A diagnosis of amyotrophic lateral sclerosis, or ALS, can be overwhelming -- and that’s a normal reaction. You might not know what to expect. Give yourself time to absorb and adjust to the news.
ALS, also called Lou Gehrig’s disease, is a disease that affects your motor neurons. These are nerves in your brain and spinal cord that direct your muscles to contract so you can walk, talk, eat, and breathe. As motor neurons die, you'll have a harder and harder time doing these and other activities.
Right now, there is no cure for ALS. And it is progressive, meaning it gets worse with time.
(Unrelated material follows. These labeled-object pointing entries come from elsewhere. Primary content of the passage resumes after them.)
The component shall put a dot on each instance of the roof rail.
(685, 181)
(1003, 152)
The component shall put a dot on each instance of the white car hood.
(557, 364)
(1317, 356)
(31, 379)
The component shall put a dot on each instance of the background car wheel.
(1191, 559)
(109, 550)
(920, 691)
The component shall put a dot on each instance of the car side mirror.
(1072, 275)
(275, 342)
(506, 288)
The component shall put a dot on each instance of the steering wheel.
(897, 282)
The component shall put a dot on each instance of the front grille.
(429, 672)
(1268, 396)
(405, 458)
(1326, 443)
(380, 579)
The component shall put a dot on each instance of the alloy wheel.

It's hard to predict what your future will be, because ALS is so different for everyone.
Most people live for at least 3 years after their diagnosis. Some people live up to 10 years. As new medicines and treatments for symptoms become available, people will live longer and longer with the disease.
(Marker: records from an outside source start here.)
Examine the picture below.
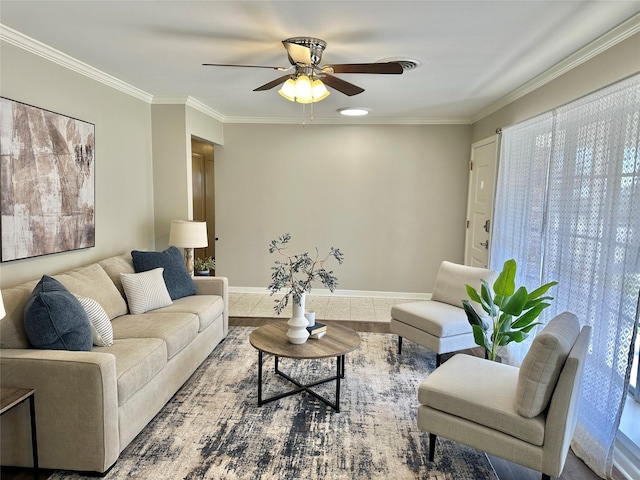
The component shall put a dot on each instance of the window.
(570, 212)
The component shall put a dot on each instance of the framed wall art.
(47, 182)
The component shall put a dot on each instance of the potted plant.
(294, 275)
(202, 266)
(512, 312)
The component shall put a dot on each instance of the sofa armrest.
(76, 403)
(215, 286)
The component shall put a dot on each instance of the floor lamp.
(188, 235)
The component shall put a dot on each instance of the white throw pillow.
(101, 328)
(145, 291)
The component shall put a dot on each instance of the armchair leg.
(432, 446)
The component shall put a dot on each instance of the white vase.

Your health care team can help you understand what to expect. A doctor who specializes in ALS will give you access to the latest treatment options, so you'll have the best possible odds.
What Happens When You Have ALS?
Normally, motor neurons carry signals from your brain to your muscles to tell them to move. As ALS causes your motor neurons to die, you start to lose control over your muscle movements.
At first, you might be less steady on your feet than usual. ALS can make it harder to do anything that requires fine movement, such as picking up a pencil or turning a key in a lock. Your hands may feel weak. Or, your muscles might twitch.
Over time, you'll lose control over the muscles that help you walk, talk, swallow, and breathe. You'll still be able to see, hear, smell, touch, taste, and use the bathroom. But you'll need help with basic tasks such as getting dressed, eating, or showering.
Your condition might get worse quickly or slowly. The doctors and other members of your medical team will help you understand how it has progressed and what you can expect.
What Can I Do?
Though ALS can't be cured, you can do a lot to help yourself feel better.
First, learn as much as you can about the disease. Work with your whole medical team to make sure you do everything you can to manage it.
Your team might include these professionals:
- A physical therapist can teach you exercises to keep your muscles strong.
- A speech and language therapist can show you ways to speak more clearly.
- An occupational therapist can offer you tools and ways to help you get around more easily.
- A dietitian can help you plan nutritious meals with the right amount of calories, and choose foods that are easier to chew and swallow.
- A respiratory therapist can teach you exercises to help you breathe more easily.
- A therapist can help you cope with the emotional issues that come with having ALS.
Your neurologist, a doctor who specializes in treating the nervous system, will prescribe treatments that can help with symptoms.
Two drugs -- edaravone (Radicava) and riluzole (Rilutek) -- are FDA-approved to treat ALS. They are not a cure, but if you start taking either of them soon after you're diagnosed, they could help you live longer.
Researchers are testing other new ALS treatments in clinical trials. People who take part in these trials get to try medicines and other treatments before they're available to everyone else. Ask your doctor or check with the ALS Association to find out if you can join any of these studies.
Another thing you can do is to join an ALS support group.
You'll meet other people with ALS, find out about resources that can help you, and learn tips from people who have experience with the disease. You can find a support group through your hospital or the nearest ALS Association chapter.